Sam (a total sweetheart) is a Year 4 teacher in a private school in Melbourne, Australia. At the start of the new year, she’s volunteered by the school director to tutor famous Hollywood actress Abigail Taylor’s daughter Grace while the star is in town for a movie. Sam is a huge Taylor fan, and pretty soon, both Grace and Abigail (Abby) in return become huge Sam fans. That’s what being a total sweetheart gets you.
Something is obviously happening from the beginning between Sam and Abby. I wouldn’t say it’s love at first sight, but there’s definitely interest. As much as I loved the relationship between Sam and Grace and even though I know the way to a mother’s heart is through her kids, I wish there had been more Sam / Abby interaction in the first part of the story. From the little there is, the chemistry is ginormous, but still, it feels a little too much of the first stages of falling for each other happens backstage. After a while, it gets much more balanced and all is well in the world. Until, of course, the movie is almost done and Abby and Grace prepare to go back to Los Angeles.
I’ve been reading a lot of books with children in them, and either I’m getting old and soft or authors are getting better at writing kids. In any case, Grace completely sounds like a real child, a very charming, vivacious nine-year-old one, and she’s an important and welcome part of the story.

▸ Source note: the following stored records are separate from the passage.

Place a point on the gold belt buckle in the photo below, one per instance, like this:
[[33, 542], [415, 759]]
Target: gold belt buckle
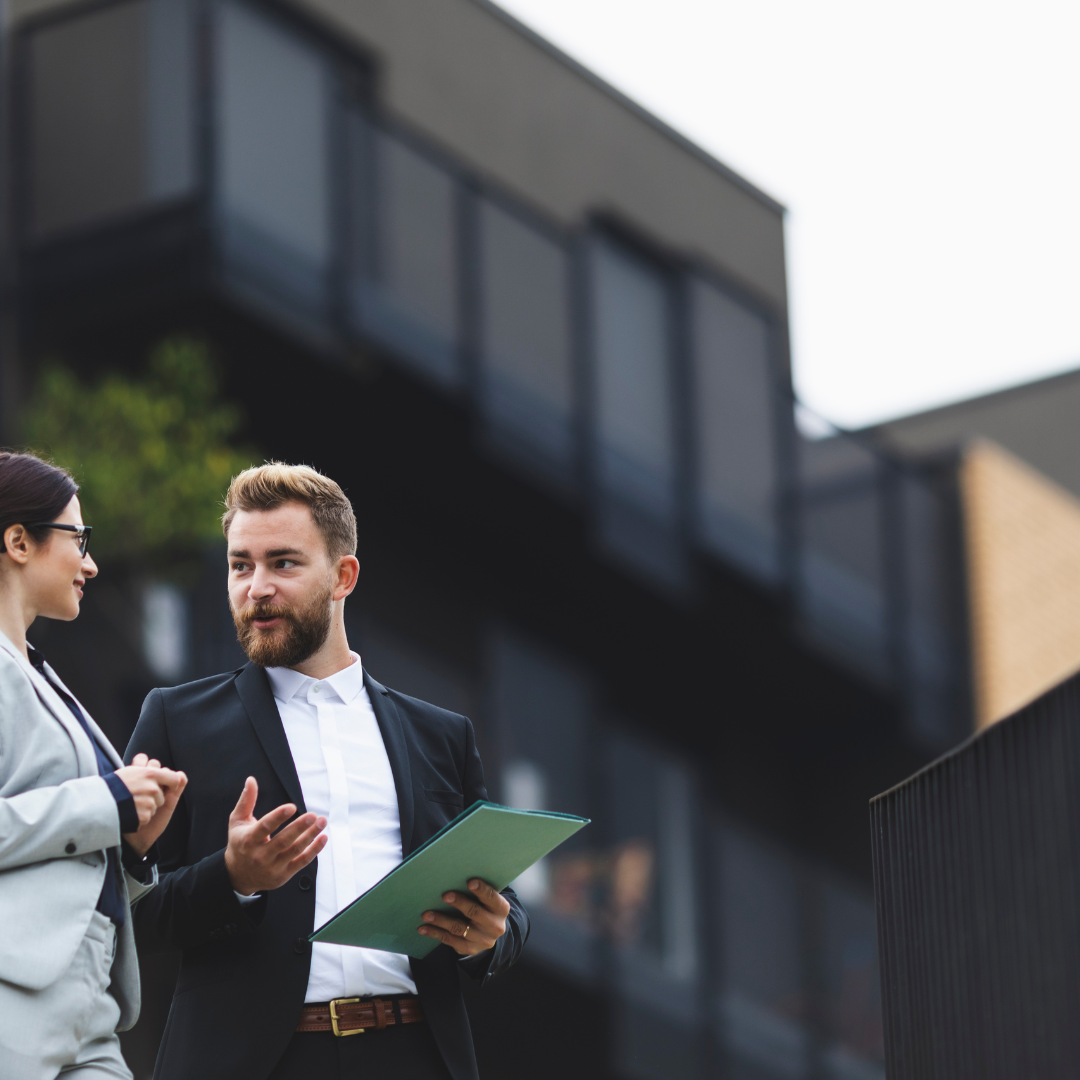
[[335, 1017]]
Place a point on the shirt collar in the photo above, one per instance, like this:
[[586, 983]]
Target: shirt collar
[[286, 683]]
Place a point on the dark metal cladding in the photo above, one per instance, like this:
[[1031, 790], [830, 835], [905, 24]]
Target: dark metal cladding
[[976, 875]]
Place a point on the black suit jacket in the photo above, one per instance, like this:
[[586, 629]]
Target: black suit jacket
[[244, 971]]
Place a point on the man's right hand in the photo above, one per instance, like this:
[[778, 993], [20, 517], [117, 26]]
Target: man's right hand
[[255, 858], [148, 785]]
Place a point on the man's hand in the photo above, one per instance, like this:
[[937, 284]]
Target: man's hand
[[256, 859], [482, 922], [154, 811]]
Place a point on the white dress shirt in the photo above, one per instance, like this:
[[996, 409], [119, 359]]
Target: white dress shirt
[[345, 775]]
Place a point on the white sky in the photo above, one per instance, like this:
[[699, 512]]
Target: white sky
[[929, 156]]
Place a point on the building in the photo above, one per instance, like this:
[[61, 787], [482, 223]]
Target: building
[[541, 340]]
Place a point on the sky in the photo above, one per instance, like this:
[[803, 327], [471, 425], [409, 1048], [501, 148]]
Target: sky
[[928, 154]]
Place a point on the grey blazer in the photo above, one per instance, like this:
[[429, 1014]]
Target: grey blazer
[[57, 817]]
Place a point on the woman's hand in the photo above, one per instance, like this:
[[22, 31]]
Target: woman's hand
[[482, 921], [156, 792]]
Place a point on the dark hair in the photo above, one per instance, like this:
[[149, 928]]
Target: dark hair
[[31, 490]]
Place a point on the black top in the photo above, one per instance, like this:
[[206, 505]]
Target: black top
[[110, 903], [244, 974]]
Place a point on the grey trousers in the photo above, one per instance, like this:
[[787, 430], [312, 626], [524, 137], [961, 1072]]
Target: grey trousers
[[67, 1029]]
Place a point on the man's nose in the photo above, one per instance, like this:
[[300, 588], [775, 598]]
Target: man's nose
[[261, 585]]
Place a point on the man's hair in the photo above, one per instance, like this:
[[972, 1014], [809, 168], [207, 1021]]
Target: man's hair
[[266, 487]]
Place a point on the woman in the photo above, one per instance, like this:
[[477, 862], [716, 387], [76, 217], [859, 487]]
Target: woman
[[77, 827]]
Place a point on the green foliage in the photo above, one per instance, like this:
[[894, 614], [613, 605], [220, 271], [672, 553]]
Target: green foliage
[[151, 456]]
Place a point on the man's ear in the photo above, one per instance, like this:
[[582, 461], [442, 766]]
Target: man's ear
[[17, 543], [348, 574]]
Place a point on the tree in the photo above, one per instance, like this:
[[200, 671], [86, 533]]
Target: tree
[[152, 455]]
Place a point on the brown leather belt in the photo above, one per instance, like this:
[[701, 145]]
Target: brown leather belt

Both Abby and Sam are good people and you can’t help wanting them to be happy. Sam is so talented at making everyone around her feel good and at ease that, apart from Stacey (Abby’s PR person), every character feels like someone who would make a good friend. I don’t know how much of that comes from the characters themselves or from the fact that the reader comes to know them through their interplay with Sam. She seems to make everybody happy so maybe we only see their good side, thanks to her.
There’s a contagious energy in this book that comes from the characters’ spirited personalities but also from the structure of the story, which is told in rather short scenes. It’s both good and bad in that it gives the story an excellent pace but at the same time, I wish I had had more time to settle in some of the scenes, to immerse myself a little longer in the feelings they evoke. Because they are pretty big feelings. And that’s definitely a good thing.